Penyebaran Diare Meningkat di Bengkulu, Pemerintah Didorong Perkuat Sanitasi
Bengkulu, Mediasinardunia.com – Lonjakan kasus diare di Provinsi Bengkulu memunculkan kekhawatiran di kalangan otoritas kesehatan. Hingga April 2025, Dinas Kesehatan (Dinkes) Provinsi Bengkulu mencatat sebanyak 2.838 kasus diare yang tersebar di seluruh kabupaten/kota. Angka ini menjadi sinyal darurat akan pentingnya kebersihan sanitasi lingkungan dan perilaku hidup bersih di masyarakat.

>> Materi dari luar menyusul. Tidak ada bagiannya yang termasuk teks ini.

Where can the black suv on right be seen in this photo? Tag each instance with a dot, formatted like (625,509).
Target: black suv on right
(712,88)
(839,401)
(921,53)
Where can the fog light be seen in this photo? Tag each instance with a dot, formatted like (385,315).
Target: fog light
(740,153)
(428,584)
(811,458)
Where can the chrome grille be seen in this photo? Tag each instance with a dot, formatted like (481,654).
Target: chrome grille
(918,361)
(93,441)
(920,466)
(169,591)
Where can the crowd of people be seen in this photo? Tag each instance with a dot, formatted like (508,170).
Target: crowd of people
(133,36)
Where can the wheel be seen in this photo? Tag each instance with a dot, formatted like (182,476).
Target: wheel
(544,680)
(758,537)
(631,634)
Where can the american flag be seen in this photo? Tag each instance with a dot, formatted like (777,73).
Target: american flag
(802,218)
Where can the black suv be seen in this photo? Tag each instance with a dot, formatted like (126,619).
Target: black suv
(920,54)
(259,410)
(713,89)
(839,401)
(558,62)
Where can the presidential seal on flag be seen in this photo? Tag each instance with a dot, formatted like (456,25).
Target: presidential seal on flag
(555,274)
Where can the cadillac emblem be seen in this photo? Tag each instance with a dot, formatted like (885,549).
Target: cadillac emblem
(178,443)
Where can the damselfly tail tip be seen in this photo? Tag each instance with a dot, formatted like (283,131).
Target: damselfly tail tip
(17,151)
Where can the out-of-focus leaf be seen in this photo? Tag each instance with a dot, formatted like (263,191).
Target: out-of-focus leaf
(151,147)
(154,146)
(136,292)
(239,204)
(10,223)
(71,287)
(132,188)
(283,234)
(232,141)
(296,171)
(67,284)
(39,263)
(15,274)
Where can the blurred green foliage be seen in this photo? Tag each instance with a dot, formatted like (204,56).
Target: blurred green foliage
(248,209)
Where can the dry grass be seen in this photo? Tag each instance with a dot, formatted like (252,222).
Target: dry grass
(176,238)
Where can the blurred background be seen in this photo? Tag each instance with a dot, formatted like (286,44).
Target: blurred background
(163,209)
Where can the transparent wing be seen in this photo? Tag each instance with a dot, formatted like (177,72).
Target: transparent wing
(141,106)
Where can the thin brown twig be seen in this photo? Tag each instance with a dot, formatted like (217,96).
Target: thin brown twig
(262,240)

“Ini sudah cukup mengkhawatirkan. Dalam kurun waktu empat bulan, hampir tiga ribu kasus tercatat dari laporan surveilans Puskesmas di seluruh daerah,” ujar Kepala Bidang Pencegahan dan Pengendalian Penyakit (P2P) Dinkes Bengkulu, Ruslian, S.KM, M.Si.
Data tersebut diperoleh dari laporan rutin tenaga surveilans yang tersebar di 10 kabupaten dan kota di Provinsi Bengkulu. Mereka mencatat setiap laporan penderita yang datang ke fasilitas pelayanan kesehatan tingkat pertama, seperti Puskesmas maupun klinik rujukan.
“Kami terus memantau. Setiap pekan kami menerima laporan dari Puskesmas. Diare ini memang setiap tahunnya menjadi salah satu penyakit dengan angka kejadian tinggi,” tambah Ruslian.
Dari keseluruhan data, tiga daerah tercatat sebagai penyumbang kasus diare terbanyak. Kota Bengkulu menduduki peringkat pertama dengan 557 kasus, disusul Kabupaten Rejang Lebong dengan 552 kasus, dan Kabupaten Mukomuko dengan 382 kasus. “Penyebarannya memang merata, tetapi konsentrasi kasus terbesar ada di tiga daerah tersebut. Ini perlu menjadi perhatian serius bagi pemerintah daerah setempat,” kata Ruslian.
Adapun Kabupaten Bengkulu Utara melaporkan 347 kasus, Kabupaten Seluma 255 kasus, Kabupaten Lebong 246 kasus, dan Kabupaten Kepahiang 202 kasus. Tiga kabupaten dengan kasus paling sedikit adalah Bengkulu Tengah (133 kasus), Kaur (94 kasus), dan Bengkulu Selatan (76 kasus).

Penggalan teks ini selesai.